Akira Kurosawa's films had a significant impact on George Lucas, especially in the creation of the first Star Wars film. Kurosawa's influence can be seen in the thematic elements, narrative structure, and visual style of Star Wars.

One of the most apparent ways that Kurosawa's films influenced Star Wars is through their shared themes. Both Kurosawa and Lucas were drawn to stories of heroes on a quest to save the world from evil forces. Kurosawa's films often focused on samurai warriors fighting against corrupt rulers and oppressive social systems. These themes can be seen in Lucas's portrayal of the Jedi knights, who are fighting against the dark side of the force and the tyrannical rule of the Empire.

Another aspect of Kurosawa's films that influenced Star Wars is their use of a narrative structure that features multiple storylines and characters.
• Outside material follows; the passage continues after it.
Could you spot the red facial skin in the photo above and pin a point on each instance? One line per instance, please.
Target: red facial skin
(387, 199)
Kurosawa's films often revolved around a group of characters whose paths intersect and whose individual stories are woven together to create a larger narrative. This narrative structure can be seen in Star Wars, where multiple characters, such as Luke Skywalker, Han Solo, Princess Leia, and Darth Vader, have their own storylines that come together to form the overarching plot.
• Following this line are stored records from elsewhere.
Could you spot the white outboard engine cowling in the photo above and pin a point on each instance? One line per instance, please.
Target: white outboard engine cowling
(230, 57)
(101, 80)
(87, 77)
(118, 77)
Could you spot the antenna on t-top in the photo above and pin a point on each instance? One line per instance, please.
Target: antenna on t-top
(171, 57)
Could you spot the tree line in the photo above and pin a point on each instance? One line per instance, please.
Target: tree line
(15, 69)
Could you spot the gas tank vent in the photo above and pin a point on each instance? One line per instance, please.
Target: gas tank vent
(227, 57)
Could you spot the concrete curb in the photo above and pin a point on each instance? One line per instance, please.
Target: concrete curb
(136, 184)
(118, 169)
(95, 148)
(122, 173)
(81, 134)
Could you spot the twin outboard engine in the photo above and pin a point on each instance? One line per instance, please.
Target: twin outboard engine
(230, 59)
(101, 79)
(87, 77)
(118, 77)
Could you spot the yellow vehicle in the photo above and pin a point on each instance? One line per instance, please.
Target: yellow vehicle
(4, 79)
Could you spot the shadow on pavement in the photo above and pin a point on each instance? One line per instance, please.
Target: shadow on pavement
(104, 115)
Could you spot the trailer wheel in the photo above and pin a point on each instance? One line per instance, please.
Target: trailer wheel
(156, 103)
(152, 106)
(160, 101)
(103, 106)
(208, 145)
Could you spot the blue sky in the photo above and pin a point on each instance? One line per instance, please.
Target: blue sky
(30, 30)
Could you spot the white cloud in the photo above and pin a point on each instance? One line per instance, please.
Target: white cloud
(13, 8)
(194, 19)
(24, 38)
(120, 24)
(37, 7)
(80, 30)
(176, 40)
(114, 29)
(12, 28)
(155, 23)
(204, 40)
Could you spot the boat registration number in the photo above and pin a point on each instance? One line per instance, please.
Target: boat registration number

Kurosawa's visual style also had a significant impact on Star Wars. Lucas was particularly drawn to Kurosawa's use of wide shots and framing, which allowed for the inclusion of more characters and action in a single shot. The use of widescreen in Kurosawa's films helped to create a sense of scale and epic grandeur that Lucas replicated in Star Wars, particularly in the climactic battle scenes.

The film's narrative structure, with its two bickering peasants who inadvertently become involved in a larger conflict, closely mirrors the dynamic between R2-D2 and C-3PO in Star Wars. The character of General Toshiro Mifune also influenced the creation of Darth Vader, with both characters sharing a similarly imposing presence and fierce physicality.

It is often speculated that the scene in "Attack of the Clones" where Yoda places his hand on his head during a battle is a reference to Akira Kurosawa's film "The Hidden Fortress." In that film, a character places his hand on his head in a similar manner.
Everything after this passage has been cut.